Ainsi, l’on peut donc conclure que cette infraction autonome emporte des conséquences non négligeables pour la personne qui agit comme Monsieur X.

Imaginons maintenant que Monsieur X n’a pas remis la pièce d’identité de Monsieur Y et que prétextant ne pas disposer de documents liés à son identité civile, Monsieur X se contente de mentir en donnant le nom Jerry LEWIS (personne imaginaire).

Une nouvelle fois, il conviendra de se poser la question de savoir s’il a commis l’infraction de l’usurpation d’identité.

La réponse est négative. En effet, il n’est pas possible de caractériser l’élément constitutif relatif à « la prise du nom d’un tiers ».

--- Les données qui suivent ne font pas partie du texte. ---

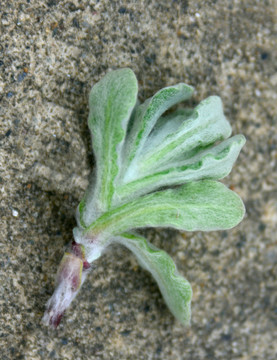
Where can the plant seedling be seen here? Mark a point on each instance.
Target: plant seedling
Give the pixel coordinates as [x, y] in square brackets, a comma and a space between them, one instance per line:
[151, 170]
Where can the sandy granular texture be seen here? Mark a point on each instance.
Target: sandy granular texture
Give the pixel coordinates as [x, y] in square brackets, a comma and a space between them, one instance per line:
[51, 53]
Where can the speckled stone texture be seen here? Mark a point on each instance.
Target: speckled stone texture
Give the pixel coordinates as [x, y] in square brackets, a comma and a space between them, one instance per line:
[51, 53]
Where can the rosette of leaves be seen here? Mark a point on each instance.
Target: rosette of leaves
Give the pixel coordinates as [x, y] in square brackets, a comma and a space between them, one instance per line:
[152, 170]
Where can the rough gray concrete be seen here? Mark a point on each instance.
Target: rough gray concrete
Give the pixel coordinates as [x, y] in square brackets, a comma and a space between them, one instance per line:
[51, 53]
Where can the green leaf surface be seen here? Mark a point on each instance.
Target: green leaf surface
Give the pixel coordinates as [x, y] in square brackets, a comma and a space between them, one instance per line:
[111, 102]
[175, 289]
[147, 114]
[203, 205]
[201, 127]
[213, 163]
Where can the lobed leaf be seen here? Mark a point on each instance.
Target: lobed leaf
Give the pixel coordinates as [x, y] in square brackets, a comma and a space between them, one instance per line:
[111, 102]
[175, 289]
[203, 205]
[146, 115]
[199, 128]
[213, 163]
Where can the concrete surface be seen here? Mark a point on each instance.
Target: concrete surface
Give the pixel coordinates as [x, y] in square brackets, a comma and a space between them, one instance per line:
[51, 53]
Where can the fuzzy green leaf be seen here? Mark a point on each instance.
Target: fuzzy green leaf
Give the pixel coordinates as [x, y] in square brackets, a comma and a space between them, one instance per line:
[147, 114]
[111, 102]
[203, 205]
[175, 289]
[199, 128]
[213, 163]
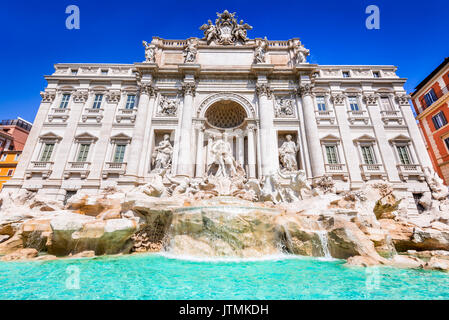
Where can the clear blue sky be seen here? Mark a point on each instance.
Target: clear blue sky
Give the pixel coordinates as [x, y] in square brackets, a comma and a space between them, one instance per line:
[413, 35]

En effet, Jerry LEWIS étant un nom imaginaire. Il ne s’agit pas d’un tiers existant.

Il n’est pas possible non plus de caractériser l’autre élément infractionnel, à savoir la probabilité de poursuites pénales contre une personne existante, puisque Jerry LEWIS est imaginaire.

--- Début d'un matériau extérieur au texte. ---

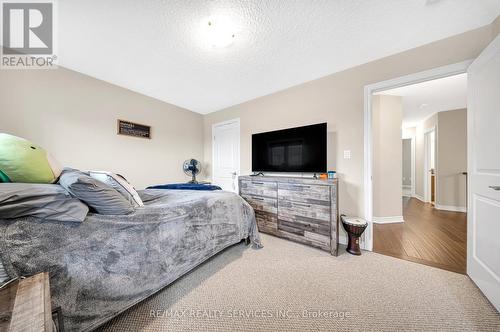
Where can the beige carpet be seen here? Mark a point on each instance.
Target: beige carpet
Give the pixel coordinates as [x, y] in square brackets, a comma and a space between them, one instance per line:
[290, 287]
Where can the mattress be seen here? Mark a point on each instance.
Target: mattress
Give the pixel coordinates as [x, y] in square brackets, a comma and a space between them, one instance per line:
[104, 265]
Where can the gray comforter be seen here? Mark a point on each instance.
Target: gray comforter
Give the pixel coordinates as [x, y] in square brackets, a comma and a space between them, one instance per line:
[106, 264]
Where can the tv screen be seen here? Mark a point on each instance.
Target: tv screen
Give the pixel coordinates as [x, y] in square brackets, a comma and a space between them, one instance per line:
[301, 149]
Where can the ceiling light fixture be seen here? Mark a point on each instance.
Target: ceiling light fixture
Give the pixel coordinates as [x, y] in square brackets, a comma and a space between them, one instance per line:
[219, 32]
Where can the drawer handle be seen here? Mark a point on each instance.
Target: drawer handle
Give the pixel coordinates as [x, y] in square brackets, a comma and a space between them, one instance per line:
[305, 187]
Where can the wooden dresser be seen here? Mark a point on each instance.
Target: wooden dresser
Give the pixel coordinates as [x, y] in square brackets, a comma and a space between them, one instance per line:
[299, 209]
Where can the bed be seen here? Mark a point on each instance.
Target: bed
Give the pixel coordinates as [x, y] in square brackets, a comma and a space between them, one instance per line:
[106, 264]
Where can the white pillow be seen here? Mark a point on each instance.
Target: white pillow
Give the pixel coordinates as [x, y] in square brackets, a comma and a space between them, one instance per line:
[120, 184]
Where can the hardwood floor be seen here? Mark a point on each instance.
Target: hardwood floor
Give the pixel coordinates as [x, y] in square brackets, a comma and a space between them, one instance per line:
[428, 236]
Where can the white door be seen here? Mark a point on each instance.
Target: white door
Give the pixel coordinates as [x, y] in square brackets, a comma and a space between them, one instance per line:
[483, 227]
[226, 154]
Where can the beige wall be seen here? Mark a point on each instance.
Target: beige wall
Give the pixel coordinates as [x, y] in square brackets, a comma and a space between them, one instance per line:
[496, 27]
[338, 100]
[74, 117]
[387, 156]
[451, 158]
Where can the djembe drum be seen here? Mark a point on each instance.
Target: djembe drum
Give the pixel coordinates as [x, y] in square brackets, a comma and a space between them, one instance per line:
[354, 228]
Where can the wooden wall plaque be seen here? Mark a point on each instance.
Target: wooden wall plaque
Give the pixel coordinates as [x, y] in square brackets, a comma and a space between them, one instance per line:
[133, 129]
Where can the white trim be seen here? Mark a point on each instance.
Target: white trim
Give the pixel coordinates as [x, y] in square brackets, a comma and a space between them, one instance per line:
[413, 162]
[427, 176]
[420, 198]
[388, 220]
[428, 75]
[451, 208]
[234, 122]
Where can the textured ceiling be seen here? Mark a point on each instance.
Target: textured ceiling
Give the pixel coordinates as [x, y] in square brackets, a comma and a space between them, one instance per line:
[158, 47]
[424, 99]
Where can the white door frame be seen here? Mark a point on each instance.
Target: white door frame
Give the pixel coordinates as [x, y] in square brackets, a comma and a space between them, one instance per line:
[428, 75]
[413, 154]
[427, 176]
[222, 124]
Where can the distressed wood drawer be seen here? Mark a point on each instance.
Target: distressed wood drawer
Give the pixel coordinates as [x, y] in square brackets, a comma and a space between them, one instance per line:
[304, 193]
[266, 222]
[262, 203]
[289, 210]
[257, 188]
[307, 225]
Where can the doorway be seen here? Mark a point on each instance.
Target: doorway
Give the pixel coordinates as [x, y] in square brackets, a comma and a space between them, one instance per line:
[428, 225]
[430, 166]
[226, 154]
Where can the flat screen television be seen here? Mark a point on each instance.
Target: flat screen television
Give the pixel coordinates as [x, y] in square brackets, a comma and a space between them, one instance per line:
[301, 150]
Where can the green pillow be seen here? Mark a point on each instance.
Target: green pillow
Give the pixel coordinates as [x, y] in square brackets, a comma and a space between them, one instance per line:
[23, 161]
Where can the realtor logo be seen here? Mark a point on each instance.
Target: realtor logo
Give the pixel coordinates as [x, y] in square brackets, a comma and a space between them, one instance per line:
[27, 35]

La Chambre Criminelle de la Cour de Cassation a ainsi rendu un arrêt de cassation, libellé dans ces termes :

« Attendu que le délit d'usurpation d'état civil n'est constitué qu'autant que la personne dont l'identité a été usurpée existe réellement ;

Attendu que, pour condamner Rodrigues X Y... de ce chef, la cour d'appel se borne à relever, par motifs adoptés des premiers juges, que Rodrigues X Y... s'est présenté sous le nom de Sharif A... B... ;

Mais attendu qu'en statuant ainsi, sans rechercher si ce nom était celui d'un tiers existant réellement, la cour d'appel n'a pas justifié sa décision ;

D'où il suit que la cassation est encourue de ce chef ; »

Cass.Crim., 4 septembre 2002, 01-82736

 

L’on pourrait penser que mentir est moins grave que l’usurpation d’une réelle identité.

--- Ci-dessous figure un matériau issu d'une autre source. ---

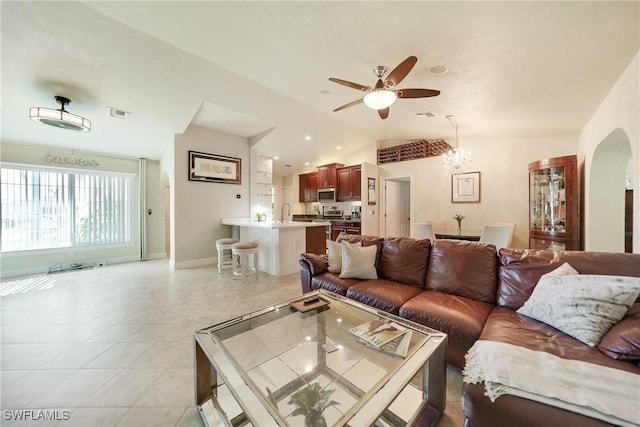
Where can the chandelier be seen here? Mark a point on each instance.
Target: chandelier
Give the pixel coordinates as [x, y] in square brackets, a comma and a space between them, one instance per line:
[457, 159]
[60, 118]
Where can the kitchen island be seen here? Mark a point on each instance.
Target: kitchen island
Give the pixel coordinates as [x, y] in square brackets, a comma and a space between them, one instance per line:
[280, 243]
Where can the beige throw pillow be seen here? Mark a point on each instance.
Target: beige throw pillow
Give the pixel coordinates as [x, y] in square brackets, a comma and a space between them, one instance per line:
[358, 262]
[582, 306]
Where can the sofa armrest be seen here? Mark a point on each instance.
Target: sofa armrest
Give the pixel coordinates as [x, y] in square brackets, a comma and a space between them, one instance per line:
[311, 265]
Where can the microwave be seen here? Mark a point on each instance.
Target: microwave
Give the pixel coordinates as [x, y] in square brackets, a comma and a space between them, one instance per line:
[327, 195]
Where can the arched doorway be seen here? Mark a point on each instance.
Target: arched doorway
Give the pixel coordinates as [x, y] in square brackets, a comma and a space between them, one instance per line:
[609, 172]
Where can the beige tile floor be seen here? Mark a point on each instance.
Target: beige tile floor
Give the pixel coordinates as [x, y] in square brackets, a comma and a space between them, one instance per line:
[113, 345]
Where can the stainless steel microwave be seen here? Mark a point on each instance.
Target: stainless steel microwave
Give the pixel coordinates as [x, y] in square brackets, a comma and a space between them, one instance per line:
[327, 195]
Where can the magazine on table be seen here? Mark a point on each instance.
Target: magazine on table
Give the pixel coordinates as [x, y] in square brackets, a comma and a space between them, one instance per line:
[378, 332]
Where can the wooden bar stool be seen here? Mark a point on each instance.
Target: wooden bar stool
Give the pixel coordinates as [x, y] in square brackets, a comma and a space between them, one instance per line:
[221, 246]
[245, 259]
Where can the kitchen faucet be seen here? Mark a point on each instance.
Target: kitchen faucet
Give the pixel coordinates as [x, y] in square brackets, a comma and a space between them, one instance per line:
[282, 211]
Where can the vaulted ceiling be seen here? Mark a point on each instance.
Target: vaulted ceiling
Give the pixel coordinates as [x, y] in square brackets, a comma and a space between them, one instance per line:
[261, 69]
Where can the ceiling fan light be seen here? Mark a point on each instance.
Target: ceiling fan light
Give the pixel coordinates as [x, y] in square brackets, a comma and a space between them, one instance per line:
[380, 99]
[60, 118]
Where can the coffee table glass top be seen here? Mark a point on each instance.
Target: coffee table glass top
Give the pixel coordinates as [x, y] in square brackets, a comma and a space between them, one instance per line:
[279, 352]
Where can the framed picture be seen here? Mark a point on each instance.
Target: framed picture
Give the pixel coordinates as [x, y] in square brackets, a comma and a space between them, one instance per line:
[214, 168]
[371, 190]
[465, 187]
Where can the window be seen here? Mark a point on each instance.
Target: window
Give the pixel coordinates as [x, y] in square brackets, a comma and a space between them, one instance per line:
[44, 208]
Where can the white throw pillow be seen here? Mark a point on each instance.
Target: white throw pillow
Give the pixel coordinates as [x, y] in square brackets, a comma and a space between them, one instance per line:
[334, 252]
[582, 306]
[358, 262]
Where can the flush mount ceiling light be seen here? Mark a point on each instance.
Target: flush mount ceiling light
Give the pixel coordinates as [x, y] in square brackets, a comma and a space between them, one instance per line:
[60, 118]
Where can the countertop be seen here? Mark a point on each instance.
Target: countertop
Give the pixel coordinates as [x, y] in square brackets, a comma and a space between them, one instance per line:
[245, 222]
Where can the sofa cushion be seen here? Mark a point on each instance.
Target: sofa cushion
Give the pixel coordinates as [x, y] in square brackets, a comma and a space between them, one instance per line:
[358, 262]
[463, 268]
[459, 317]
[582, 306]
[332, 283]
[505, 325]
[622, 342]
[520, 269]
[404, 260]
[382, 294]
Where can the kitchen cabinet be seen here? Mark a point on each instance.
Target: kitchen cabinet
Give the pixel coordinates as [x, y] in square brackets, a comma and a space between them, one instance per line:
[349, 188]
[554, 221]
[327, 175]
[349, 227]
[308, 189]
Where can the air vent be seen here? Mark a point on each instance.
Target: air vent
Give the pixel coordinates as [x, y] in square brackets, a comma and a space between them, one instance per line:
[119, 114]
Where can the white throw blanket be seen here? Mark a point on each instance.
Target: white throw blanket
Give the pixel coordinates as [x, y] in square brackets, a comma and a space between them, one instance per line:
[597, 391]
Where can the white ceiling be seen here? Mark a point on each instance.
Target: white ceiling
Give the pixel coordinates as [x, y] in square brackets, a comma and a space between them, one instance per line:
[260, 68]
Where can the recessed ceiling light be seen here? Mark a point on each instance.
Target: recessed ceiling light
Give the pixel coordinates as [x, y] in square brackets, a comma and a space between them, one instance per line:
[439, 69]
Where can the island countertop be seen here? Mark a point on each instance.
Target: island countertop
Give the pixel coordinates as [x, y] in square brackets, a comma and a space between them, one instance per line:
[245, 222]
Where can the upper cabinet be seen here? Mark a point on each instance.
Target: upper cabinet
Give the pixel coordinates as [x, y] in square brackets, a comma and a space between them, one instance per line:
[349, 188]
[308, 189]
[327, 175]
[554, 221]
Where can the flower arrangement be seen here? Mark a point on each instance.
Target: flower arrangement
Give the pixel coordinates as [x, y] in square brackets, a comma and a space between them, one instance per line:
[311, 402]
[459, 218]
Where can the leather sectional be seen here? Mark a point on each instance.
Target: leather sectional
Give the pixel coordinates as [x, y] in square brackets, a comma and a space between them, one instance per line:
[470, 292]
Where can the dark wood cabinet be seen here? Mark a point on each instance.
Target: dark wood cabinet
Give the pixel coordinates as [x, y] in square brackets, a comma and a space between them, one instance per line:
[327, 175]
[554, 221]
[349, 187]
[308, 189]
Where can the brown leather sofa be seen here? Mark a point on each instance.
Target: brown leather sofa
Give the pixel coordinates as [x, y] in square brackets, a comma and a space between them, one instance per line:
[469, 292]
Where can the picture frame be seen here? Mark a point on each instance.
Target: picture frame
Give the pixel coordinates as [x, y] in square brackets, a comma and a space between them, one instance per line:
[214, 168]
[465, 187]
[371, 191]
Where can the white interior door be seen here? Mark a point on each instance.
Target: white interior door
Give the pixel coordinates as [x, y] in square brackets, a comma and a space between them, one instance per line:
[397, 220]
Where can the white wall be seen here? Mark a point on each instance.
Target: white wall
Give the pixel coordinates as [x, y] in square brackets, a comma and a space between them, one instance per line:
[619, 112]
[504, 183]
[198, 207]
[32, 262]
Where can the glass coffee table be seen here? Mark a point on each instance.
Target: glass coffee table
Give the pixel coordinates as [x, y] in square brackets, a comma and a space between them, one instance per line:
[282, 367]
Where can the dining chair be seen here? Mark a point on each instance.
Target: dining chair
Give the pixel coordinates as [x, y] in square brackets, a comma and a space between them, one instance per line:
[424, 231]
[499, 235]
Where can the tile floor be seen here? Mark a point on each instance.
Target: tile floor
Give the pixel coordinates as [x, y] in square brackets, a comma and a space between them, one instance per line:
[113, 345]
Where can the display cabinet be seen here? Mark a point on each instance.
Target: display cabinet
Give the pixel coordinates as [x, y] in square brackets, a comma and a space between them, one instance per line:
[554, 220]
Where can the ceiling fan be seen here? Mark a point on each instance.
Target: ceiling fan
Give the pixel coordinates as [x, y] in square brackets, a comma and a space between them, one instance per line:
[382, 95]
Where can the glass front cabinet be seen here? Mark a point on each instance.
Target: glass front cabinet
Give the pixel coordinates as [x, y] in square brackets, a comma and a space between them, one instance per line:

Néanmoins, mentir présente un risque si l’identité imaginaire se révèle réelle.

Jerry LEWIS est en réalité un comédien américain bien connu.

L’on pourrait considérer qu’il s’agit d’un tiers bien existant. Et rebelote, l’on se retrouve sous le coup des dispositions de l’article 434-23 alinéa 1 du Code de Procédure Pénale. En défense, Monsieur X n’aura pas d’autre choix que de contester l’élément constitutif relatif à « la prise du nom d’un tiers ».

Si le Tribunal est persuadé que Monsieur X recherche à dissimuler son identité en déclarant une identité imaginaire, et si Monsieur X ne tombe pas sous le coup des dispositions de l’article 434-23 alinéa 1 du Code Pénal, il n’en reste pas moins qu’une requalification pénale reste possible en l’espèce si Monsieur X.persiste se nommer Jerry LEWIS.

L’article 781 alinéa 2 du Code Procédure Pénale prévoit 7 500 € d’amende pour celui qui aura fourni des renseignements d'identité imaginaires qui ont provoqué ou auraient pu provoquer des mentions erronées au casier judiciaire.

Le seul avantage que Monsieur X aura à tirer de cette condamnation, c’est qu’il pourra prétendre au principe du non cumul des peines et à la possible confusion de peines.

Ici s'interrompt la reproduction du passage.